These networks intrigue brand advertisers for one particularly compelling reason: it can take the rich visuals video based content and the dynamic capabilities of online and mash that together on screens facing consumers in the most contextually powerful moments – when people are actually in stores shopping, or in places, like frequented throughout their daily activity, when targeted messages can be particularly meaningful.

These networks of screens, when well organized vertically and geographically, let planners be highly efficient in their targeting – getting the message in front of the audience that really matters, and tuning that message by things like demographic profile, dominant language, time of day or even reacting and adjusting based on things like POS transactions.
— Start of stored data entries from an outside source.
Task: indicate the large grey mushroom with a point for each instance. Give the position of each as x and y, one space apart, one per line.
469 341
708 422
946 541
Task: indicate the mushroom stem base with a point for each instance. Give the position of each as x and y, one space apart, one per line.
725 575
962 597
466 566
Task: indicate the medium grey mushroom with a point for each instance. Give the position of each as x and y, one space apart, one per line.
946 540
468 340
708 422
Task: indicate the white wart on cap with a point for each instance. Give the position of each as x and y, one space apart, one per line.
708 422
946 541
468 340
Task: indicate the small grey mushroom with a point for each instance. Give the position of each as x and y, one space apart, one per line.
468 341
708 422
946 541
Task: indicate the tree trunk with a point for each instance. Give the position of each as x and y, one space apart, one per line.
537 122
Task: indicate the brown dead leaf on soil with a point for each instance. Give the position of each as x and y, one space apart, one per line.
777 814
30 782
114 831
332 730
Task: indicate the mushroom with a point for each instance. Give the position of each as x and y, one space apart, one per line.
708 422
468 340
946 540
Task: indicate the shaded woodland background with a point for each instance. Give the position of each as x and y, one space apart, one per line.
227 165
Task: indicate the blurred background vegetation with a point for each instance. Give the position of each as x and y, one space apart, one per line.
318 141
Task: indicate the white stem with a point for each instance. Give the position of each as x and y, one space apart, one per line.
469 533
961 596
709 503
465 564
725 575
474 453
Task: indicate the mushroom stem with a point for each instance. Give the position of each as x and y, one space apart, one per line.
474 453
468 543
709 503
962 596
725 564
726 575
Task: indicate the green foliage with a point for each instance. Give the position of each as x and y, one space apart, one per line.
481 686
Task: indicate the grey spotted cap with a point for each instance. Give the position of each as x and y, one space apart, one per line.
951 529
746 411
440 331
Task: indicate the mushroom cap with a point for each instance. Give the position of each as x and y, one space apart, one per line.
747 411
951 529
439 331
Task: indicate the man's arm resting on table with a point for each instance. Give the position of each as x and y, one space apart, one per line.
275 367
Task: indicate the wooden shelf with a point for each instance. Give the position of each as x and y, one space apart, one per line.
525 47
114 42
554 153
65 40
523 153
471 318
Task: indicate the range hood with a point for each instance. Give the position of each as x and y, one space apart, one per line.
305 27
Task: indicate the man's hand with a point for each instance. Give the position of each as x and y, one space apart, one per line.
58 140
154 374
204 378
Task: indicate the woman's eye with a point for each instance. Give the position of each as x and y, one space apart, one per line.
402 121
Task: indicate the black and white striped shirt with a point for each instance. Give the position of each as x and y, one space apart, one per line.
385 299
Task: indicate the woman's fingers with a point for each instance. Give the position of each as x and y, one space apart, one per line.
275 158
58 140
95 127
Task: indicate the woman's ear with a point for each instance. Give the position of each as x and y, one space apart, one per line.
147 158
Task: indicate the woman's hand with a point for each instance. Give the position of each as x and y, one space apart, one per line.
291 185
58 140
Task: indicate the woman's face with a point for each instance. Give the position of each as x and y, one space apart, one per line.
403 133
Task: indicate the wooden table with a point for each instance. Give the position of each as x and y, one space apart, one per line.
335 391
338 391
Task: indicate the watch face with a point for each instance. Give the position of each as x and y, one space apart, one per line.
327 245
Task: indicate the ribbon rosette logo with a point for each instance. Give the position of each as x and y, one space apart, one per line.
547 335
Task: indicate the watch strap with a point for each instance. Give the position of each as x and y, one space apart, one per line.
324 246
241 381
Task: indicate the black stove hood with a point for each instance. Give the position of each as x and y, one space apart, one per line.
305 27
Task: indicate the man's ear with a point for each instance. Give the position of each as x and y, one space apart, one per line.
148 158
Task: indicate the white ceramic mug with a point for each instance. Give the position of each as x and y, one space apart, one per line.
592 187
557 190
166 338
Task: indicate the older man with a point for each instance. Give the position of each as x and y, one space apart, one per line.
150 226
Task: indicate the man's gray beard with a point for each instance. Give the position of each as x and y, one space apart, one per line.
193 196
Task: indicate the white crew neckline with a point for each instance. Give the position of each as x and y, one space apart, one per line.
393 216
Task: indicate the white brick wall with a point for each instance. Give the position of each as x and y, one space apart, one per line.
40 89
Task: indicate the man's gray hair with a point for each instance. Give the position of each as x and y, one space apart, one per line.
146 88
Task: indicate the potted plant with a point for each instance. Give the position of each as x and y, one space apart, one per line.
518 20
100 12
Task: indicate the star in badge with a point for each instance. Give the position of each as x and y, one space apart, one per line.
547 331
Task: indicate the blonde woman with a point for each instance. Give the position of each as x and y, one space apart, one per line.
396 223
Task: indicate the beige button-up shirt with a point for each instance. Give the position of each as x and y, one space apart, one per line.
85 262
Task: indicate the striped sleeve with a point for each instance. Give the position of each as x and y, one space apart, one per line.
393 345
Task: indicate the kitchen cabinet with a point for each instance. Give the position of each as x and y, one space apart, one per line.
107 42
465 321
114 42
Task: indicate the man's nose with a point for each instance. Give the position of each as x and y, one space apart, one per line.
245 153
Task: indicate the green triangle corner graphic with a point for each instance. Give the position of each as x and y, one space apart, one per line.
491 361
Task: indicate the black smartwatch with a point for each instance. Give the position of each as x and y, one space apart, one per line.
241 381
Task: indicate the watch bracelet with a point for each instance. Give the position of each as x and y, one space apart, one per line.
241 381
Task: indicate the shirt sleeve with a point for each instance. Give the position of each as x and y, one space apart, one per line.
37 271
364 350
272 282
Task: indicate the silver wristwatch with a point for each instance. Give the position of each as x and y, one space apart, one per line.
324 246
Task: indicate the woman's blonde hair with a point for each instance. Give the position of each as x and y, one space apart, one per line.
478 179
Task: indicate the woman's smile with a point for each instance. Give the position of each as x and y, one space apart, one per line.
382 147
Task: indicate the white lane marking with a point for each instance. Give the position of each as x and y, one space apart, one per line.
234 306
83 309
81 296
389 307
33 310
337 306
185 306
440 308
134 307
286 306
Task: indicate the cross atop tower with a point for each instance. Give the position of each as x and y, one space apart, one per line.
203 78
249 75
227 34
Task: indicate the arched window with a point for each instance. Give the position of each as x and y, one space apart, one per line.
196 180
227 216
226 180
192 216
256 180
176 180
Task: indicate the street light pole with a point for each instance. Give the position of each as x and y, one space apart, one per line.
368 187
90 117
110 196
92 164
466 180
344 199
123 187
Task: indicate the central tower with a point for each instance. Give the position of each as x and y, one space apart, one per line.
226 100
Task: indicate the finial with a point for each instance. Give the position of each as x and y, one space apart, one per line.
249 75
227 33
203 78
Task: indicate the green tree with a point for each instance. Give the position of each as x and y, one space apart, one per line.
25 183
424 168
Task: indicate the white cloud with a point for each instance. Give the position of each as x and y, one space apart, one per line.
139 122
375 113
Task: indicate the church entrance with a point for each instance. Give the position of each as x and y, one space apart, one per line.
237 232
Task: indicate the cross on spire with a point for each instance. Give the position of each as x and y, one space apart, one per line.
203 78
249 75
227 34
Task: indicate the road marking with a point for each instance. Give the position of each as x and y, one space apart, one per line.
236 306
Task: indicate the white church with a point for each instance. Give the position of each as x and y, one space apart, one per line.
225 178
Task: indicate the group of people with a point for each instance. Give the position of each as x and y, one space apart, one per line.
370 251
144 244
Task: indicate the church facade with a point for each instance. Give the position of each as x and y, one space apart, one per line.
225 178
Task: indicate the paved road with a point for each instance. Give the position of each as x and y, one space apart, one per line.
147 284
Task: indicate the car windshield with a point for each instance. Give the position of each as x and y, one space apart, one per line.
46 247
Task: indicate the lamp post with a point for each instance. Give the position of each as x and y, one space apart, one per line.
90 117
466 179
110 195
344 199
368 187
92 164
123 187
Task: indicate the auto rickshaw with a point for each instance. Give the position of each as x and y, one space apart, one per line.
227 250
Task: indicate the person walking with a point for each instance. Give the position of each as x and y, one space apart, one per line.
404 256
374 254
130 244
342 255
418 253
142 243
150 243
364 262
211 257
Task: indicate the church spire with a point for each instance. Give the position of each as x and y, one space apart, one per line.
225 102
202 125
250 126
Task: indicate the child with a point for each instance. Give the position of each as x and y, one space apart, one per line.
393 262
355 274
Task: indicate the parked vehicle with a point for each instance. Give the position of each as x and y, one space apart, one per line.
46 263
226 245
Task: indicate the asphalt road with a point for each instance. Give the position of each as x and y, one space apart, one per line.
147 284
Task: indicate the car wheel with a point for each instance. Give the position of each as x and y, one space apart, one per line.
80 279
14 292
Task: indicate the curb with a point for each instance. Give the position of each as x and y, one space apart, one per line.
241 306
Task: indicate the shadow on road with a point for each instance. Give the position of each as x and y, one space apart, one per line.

This is part of a brand new, on-demand experience that reaches consumers across multiple touch-points. Activities that might start on one medium get broadened by other mediums and then reach, using public screens, right into where people are gathering. Consider a beer product promotion targeting sports fan that starts with in-store POP and broadcast, drives people online, encourages people to enter and interact through mobile and social, and then pulls all that promotion together on targeted screens in sports bars, where the engagement can be driven even further.

In pure marketing terms, it has always made infinitely more sense to advertise goods in the immediate vicinity of where goods are sold. This is especially true considering today’s consumer behavior and media consumption patterns. Marketers get more excited by the notion of advertising when people are shopping, than they do pitching people when they’re comfortably lodged on a sofa. There is now plenty of evidence, from retailers as large as Walmart, showing screens in retail have a fully validated double-digit lift impact on promoted items.

Forecasts are just that, but industry analysts like PQ Media and BIA/Kelsey both predict high growth rates for digital OOH media spending. PQ Media expects a compound annual growth rate of 9.4% through 2014 in the U.S., while BIA/Kelsey says the medium will be a $3.7 billion business by 2013.